Fresh air is always considered the best option when thinking about your health, and of course, receiving sunshine. It is especially good for a young child’s development and we see this thought process going into many young parents minds today: just look at all the kids and strollers going through your local park. Today it just seems normal that kids and everyone needs to get a regular supply of fresh air and sunshine. But this wisdom was actually a radical change of the last century.
And the other big change was some of the ideas that came about to get that fresh air. In an idea that could be seen as a genius or insane – funny how those two regularly come together right? We saw some urban mothers putting their offspring in a cage that was attached to the windowsills. It was even called a baby cage.

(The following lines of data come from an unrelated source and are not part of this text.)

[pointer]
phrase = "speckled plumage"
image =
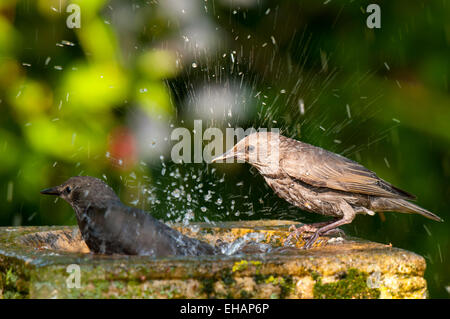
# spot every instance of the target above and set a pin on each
(320, 181)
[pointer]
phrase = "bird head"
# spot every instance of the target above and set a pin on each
(81, 191)
(260, 149)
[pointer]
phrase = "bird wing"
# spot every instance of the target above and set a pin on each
(321, 168)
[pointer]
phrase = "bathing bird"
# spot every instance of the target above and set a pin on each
(110, 227)
(319, 181)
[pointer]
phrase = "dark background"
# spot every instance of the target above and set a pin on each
(101, 99)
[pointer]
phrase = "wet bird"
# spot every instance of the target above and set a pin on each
(110, 227)
(320, 181)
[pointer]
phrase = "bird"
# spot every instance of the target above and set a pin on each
(110, 227)
(319, 181)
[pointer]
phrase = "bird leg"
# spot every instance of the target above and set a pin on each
(349, 215)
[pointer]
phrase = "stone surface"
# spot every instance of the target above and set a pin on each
(34, 261)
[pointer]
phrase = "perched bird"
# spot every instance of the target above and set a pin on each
(110, 227)
(320, 181)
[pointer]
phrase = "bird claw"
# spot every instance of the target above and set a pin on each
(310, 242)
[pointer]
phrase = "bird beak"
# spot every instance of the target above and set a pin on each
(51, 191)
(224, 156)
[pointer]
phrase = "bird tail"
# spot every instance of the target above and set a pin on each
(401, 205)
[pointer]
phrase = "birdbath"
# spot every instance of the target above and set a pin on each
(54, 262)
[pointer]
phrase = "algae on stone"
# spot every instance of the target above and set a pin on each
(34, 260)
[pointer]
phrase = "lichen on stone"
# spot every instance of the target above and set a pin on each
(351, 285)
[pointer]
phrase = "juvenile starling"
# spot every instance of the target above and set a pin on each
(320, 181)
(110, 227)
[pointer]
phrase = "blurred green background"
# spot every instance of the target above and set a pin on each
(102, 100)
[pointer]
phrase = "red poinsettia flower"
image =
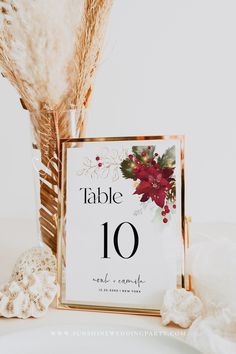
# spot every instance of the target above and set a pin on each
(154, 183)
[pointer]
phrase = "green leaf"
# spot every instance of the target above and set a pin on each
(168, 158)
(127, 167)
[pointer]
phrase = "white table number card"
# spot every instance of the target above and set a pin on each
(121, 243)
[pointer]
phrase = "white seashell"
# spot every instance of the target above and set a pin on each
(32, 287)
(29, 297)
(33, 261)
(180, 307)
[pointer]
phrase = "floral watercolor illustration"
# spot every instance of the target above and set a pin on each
(153, 174)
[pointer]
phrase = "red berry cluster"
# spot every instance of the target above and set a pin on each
(98, 158)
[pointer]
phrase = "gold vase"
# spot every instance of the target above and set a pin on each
(48, 127)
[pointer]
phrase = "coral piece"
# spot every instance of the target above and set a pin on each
(180, 307)
(29, 297)
(35, 260)
(32, 286)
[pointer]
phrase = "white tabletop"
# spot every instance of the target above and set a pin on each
(16, 236)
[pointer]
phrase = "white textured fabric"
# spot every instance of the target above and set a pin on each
(180, 307)
(212, 264)
(32, 286)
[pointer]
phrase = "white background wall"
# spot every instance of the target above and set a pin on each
(169, 66)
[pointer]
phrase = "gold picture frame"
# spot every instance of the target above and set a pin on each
(183, 278)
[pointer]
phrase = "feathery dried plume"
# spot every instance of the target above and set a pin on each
(37, 42)
(88, 48)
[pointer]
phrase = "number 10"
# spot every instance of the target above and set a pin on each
(116, 240)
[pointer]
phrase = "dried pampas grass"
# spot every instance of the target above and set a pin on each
(49, 51)
(37, 42)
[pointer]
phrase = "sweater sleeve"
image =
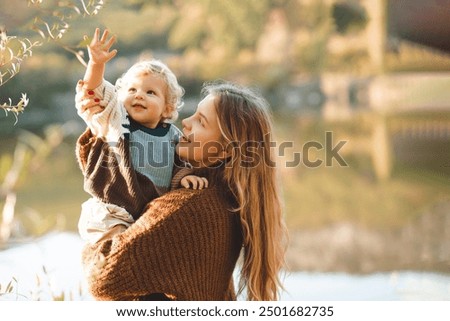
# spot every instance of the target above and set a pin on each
(185, 246)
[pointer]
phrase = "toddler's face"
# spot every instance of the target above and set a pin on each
(144, 99)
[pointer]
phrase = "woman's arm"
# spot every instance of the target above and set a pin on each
(185, 245)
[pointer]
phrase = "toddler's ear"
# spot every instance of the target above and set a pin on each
(167, 112)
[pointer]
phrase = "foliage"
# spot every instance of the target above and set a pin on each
(50, 20)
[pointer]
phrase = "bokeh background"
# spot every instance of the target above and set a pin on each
(373, 75)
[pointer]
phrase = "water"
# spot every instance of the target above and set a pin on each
(59, 253)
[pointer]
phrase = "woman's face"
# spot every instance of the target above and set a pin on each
(202, 144)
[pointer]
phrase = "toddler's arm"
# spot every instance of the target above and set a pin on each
(99, 55)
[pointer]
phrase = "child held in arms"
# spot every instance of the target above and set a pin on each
(127, 152)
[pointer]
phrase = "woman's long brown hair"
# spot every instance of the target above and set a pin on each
(246, 124)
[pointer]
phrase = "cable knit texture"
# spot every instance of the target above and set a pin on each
(184, 246)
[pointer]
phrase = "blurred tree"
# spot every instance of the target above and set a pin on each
(47, 19)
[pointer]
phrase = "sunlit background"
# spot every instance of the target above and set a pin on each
(360, 96)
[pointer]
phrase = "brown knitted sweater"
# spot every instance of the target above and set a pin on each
(185, 246)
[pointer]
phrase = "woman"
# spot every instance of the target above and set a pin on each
(186, 244)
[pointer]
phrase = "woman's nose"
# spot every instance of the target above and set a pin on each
(186, 123)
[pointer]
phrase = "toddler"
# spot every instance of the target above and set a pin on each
(130, 142)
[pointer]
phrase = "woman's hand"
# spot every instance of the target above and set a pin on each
(99, 47)
(194, 181)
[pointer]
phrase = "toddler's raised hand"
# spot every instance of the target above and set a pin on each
(99, 47)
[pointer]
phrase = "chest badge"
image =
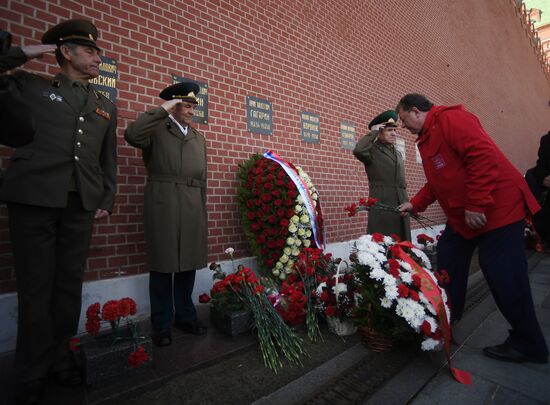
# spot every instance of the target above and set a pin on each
(102, 113)
(54, 97)
(439, 162)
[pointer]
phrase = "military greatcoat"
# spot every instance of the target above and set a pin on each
(386, 173)
(175, 195)
(69, 143)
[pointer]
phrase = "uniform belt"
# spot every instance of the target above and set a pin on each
(382, 184)
(188, 181)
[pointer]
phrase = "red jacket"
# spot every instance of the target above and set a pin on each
(466, 170)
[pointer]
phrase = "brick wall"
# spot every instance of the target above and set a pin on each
(345, 61)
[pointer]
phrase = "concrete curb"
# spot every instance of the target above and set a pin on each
(309, 384)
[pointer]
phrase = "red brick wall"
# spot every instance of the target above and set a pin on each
(345, 61)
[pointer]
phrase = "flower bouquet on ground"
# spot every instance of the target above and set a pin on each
(370, 203)
(281, 212)
(122, 349)
(295, 300)
(394, 302)
(275, 337)
(337, 299)
(228, 312)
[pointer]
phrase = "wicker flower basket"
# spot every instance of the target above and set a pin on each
(374, 340)
(341, 328)
(335, 325)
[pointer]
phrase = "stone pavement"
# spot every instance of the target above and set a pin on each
(426, 379)
(216, 369)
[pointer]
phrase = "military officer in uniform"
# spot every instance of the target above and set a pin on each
(386, 173)
(55, 187)
(175, 208)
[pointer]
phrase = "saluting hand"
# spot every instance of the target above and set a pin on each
(475, 220)
(170, 105)
(99, 213)
(37, 51)
(405, 209)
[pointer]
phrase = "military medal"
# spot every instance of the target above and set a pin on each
(103, 113)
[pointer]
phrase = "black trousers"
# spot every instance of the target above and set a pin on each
(504, 264)
(50, 246)
(170, 293)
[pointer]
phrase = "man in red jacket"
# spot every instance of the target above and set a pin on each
(486, 200)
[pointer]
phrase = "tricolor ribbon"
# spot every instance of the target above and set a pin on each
(304, 192)
(432, 292)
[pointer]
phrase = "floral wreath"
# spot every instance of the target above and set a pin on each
(275, 215)
(390, 268)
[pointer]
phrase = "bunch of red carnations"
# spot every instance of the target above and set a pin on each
(113, 312)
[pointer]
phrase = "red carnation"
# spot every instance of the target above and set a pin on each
(330, 311)
(426, 328)
(204, 298)
(403, 290)
(138, 357)
(127, 307)
(110, 311)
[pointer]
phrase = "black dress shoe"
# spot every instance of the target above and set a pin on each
(70, 377)
(30, 392)
(194, 327)
(506, 352)
(162, 338)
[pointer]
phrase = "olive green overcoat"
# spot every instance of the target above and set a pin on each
(175, 194)
(386, 173)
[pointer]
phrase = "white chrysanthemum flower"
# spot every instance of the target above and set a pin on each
(319, 290)
(406, 277)
(425, 261)
(388, 240)
(391, 292)
(404, 265)
(432, 322)
(381, 257)
(429, 344)
(340, 288)
(389, 279)
(385, 302)
(372, 247)
(366, 259)
(377, 274)
(411, 311)
(362, 242)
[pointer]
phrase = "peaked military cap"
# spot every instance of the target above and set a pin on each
(81, 32)
(388, 118)
(185, 91)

Dr. Luther Emmett Holt is often seen as the first medical representative who started to proactively recommend new parents should practice “Baby Airing” He was the director of New York’s Babies Hospital in the late 1880s and as a result had a very big influence on the care of young infants. For example, his observations that many babies were dying due to high levels of bacteria levels led to the invention of milk certification. So there was nothing insane with Dr. Holt, he was by and far an amazing medical doctor. Dr. Holt even started the practice that seems so normal today in the medical world: keeping charts and logs of your patients progress.
He noted from his studies that fresh air helped renew and purify the blood, it also helped improve appetite and ensure the digestion systems worked correctly. Cheeks become red outside and all the signs of a healthy human being are seen. He believed that fresh air would help boost a babies immunity system and ensure the child grew to be stronger.
Though he never recommends that mother’s put their babies in a platform hanging off their windows, his statements inevitably caused mothers to do so. And of course, entrepreneurs entered the industry which saw the creation of the Boggins Window-Crib.
However, during the 20th-century baby cages quickly fell out of fashion: as you can imagine there were some major concerns over infant and baby safety.